Quebec sent nearly 130,000 phishing text messages

A young man, from the south coast of Montreal, admitted to sending nearly 130,000 phishing text messages in 2019 and 2020, mainly pretending to be Fido, Netflix or various financial institutions.

In the summer of 2020, Rogers fraud investigators identified Anis Rayan Basha's phone as having been used to send phishing messages to clients of Desjardins, Rogers and Fido.

The previous year, the 25-year-old accused, claiming an important notification from Fido, sent 45,600 fraudulent text messages containing a fraudulent link to click.

Then, in January 2020, he sent 32,000 similar text messages, mentioning the names of companies like Netflix or TD Bank.

A search of the defendant's bedroom at the family's residence in Chateauguay on Montreal's South Shore revealed a Samsung phone that was also used to send more than 51,000 phishing text messages between October and December 2019.

Several malware and phishing tools were discovered inside Pasha's computer.

Large viruses aim to “infect computers and [à] “There was also the reason for downloading the remote control software,” we can read in the agreed summary of facts recently submitted to the Salaberry-de-Valleyfield court.

The accused was found in possession of more than 1,500 pieces of credit card or bank data.

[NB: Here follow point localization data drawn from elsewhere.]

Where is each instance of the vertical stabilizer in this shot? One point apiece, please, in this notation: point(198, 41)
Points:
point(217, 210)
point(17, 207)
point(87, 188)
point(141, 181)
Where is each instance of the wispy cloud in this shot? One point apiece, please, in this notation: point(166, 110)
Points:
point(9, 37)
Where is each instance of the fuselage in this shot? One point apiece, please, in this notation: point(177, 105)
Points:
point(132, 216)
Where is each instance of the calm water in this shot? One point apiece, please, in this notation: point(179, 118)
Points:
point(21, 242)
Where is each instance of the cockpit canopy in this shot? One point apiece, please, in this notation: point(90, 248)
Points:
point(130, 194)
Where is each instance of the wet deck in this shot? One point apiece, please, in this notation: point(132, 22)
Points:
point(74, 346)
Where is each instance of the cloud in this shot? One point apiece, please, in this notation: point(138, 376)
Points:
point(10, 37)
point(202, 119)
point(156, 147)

Al-Basha was able to use 32 cards in 2019 and 2020, according to police investigations.

Pasha, who now resides at the André-Laurendeau CEGEP residences, in Montreal's LaSalle neighbourhood, also connected remotely to the computers, using the victims' passwords.

In particular, he connected to the bank account of a BMO customer, which then allowed him to create a new email address and PayPal account with his own data.

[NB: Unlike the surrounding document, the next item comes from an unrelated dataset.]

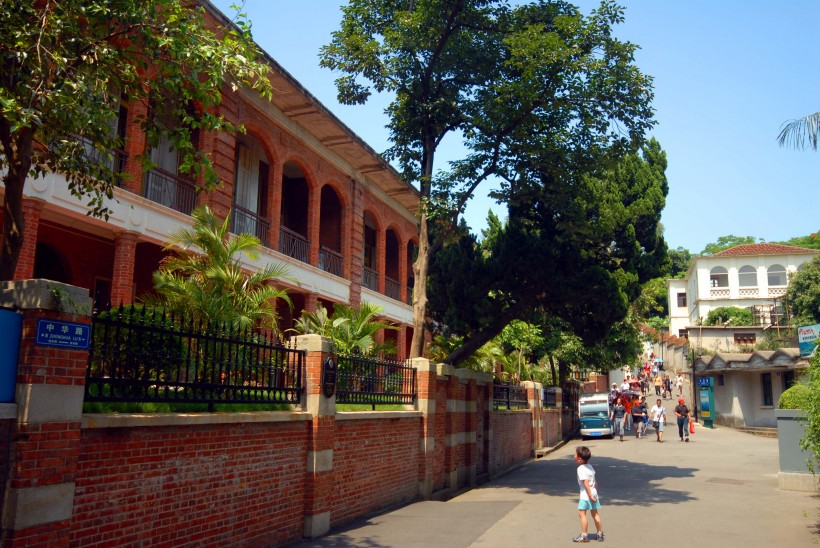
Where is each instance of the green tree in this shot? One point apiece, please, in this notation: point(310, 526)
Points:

We note that “analysis of the seized equipment did not enable us to determine the direct financial loss of the identified victims.”

Therefore, Anis Rayyan Pasha pleaded guilty to two counts of possession of a device that allows unauthorized use of a computer, unauthorized use of credit card data, unauthorized use of computer passwords, and identity theft.

Fraud exposed

The investigation into Anis Rayan Basha began in May 2019 when he tried by various means to access the Omnimed software, which at the time contained the medical records of two million Quebecers.

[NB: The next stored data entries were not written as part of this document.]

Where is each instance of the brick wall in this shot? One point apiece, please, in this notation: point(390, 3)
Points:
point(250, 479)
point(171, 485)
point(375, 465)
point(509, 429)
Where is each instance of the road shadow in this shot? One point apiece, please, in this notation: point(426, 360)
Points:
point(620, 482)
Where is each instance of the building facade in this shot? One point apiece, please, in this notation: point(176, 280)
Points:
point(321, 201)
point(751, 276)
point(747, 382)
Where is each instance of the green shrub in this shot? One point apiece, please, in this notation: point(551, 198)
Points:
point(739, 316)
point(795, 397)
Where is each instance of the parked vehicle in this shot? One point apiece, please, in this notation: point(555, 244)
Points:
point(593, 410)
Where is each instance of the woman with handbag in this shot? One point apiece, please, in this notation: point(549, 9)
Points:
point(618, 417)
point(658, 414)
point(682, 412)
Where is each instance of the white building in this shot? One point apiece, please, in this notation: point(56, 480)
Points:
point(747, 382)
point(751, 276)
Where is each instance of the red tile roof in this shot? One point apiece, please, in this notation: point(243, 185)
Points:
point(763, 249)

In particular, he sent three employees a phishing text message encouraging them to contact the fake Omnimed page.

However, they did not follow up on the messages and an internal investigation was opened, which led to the discovery of the IP address associated with the fraudulent website belonging to the accused.

The defendant was then arrested in Ontario in May 2020 in possession of a firearm, cell phones, a computer, and more than $25,000.

Anis Rayan Pasha, represented by M^H Rami Al-Turabi will return to court next August to continue the proceedings.